The security of the IoT is only as secure as the particular IoT device. The problem is that there is a significant lack of awareness about which devices are included within the definition of IoT and, therefore, consumers and companies are unable to implement procedures to safeguard attacks on these devices. Cyber criminals readily develop new techniques to hack devices connected to an IoT network to steal sensitive consumer information and company intellectual property. Exploiting the weaknesses in 5G or hacking less well-known IoT devices is a common practice and is expected to increase.

Is It Necessary For Companies To Purchase Cyber Insurance?

Cyber insurance is becoming a popular means of company data protection, as data breaches increase in quantity and severity. The costs of a typical breach include replacing laptops, repairing databases, and strengthening internal controls. It also includes the loss of the company’s customer base as well as reputational losses. Traditional company insurance is no longer sufficient to cover such losses. Cyber insurance is frequently sought to compensate for potential data breaches.

According to the 2019 Travelers Risk Index, only 51% of companies are purchasing cyber insurance.

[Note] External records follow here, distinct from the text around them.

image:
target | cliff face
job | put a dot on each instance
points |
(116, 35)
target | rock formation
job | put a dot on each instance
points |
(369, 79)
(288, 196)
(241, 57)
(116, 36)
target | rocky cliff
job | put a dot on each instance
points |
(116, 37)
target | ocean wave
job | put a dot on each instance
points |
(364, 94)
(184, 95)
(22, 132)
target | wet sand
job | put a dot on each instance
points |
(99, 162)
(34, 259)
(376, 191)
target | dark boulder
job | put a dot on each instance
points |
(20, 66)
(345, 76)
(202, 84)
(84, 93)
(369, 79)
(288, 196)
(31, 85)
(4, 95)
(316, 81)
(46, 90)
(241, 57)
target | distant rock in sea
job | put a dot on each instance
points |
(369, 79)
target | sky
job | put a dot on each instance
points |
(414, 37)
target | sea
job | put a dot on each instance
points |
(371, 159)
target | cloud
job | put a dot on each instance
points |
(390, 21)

This number is expected to rise substantially in 2020 as cyber-crimes increase. Companies are advised to explore cyber insurance coverage options. Many options exist such as First-Party Coverage, Worldwide Coverage, or Business Interruption Coverage. The best coverage for a company will depend on the nature of its business and the specific risks it faces.

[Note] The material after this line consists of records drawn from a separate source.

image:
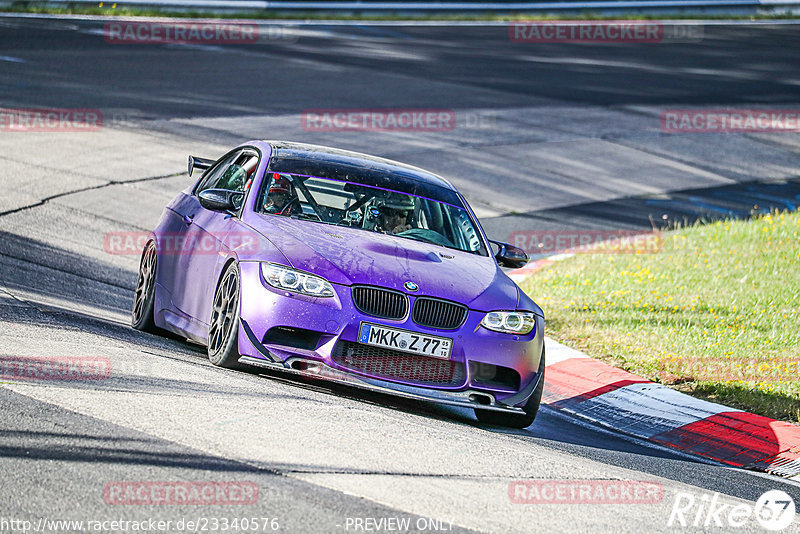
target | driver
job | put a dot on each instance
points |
(393, 214)
(282, 198)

How Significant Is The Cybersecurity Skills Gap And How Will This Affect Company-Implemented Cybersecurity Measures In 2020?

The advances in cybersecurity technologies have always lagged behind cyber-attacks and other system threats. As companies increasingly report a shortage of IT staff, the demand for enhanced cybersecurity professionals continues to exceed supply by far. The United States has a gap in cybersecurity professionals of about 500,000, and, if this trend continues, there will be 3.5 million unfilled cybersecurity jobs in the world by 2021. Companies report that this gap has severely decreased their security systems and makes their operations incredibly susceptible to cyber-attacks. This trend is unfortunately likely to continue and, by extension, exacerbate the severity and frequency of company cyber-attacks. Security Magazine predicts an additional 15% increase in the cybersecurity skills gap in 2020.

How Can Consumers And Companies Keep Up With Advances In Technology And Safeguard Data?

Despite the increase in cybersecurity risks, consumers and companies are encouraged to be proactive. The following list is representative of best strategies that can be undertaken to both prevent and combat cyber-attacks:

• Create and maintain a strong password combination that is unique and equipped with two-factor authentication.
• Establish a strong cybersecurity awareness program for employees.
• Using virtual private networks and not unsecured Wi-Fi.
• Utilize periodic reviews and security audits of physical devices and IT infrastructure.
• Apply encryption to all company sensitive files.
• Reboot, reset, and wipe out all old technological devices before disposing them.
• Have strong data loss prevention software and backup policy.
• Make sure all systems have antivirus software and firewalls that are able to adequately scan threats and install updates.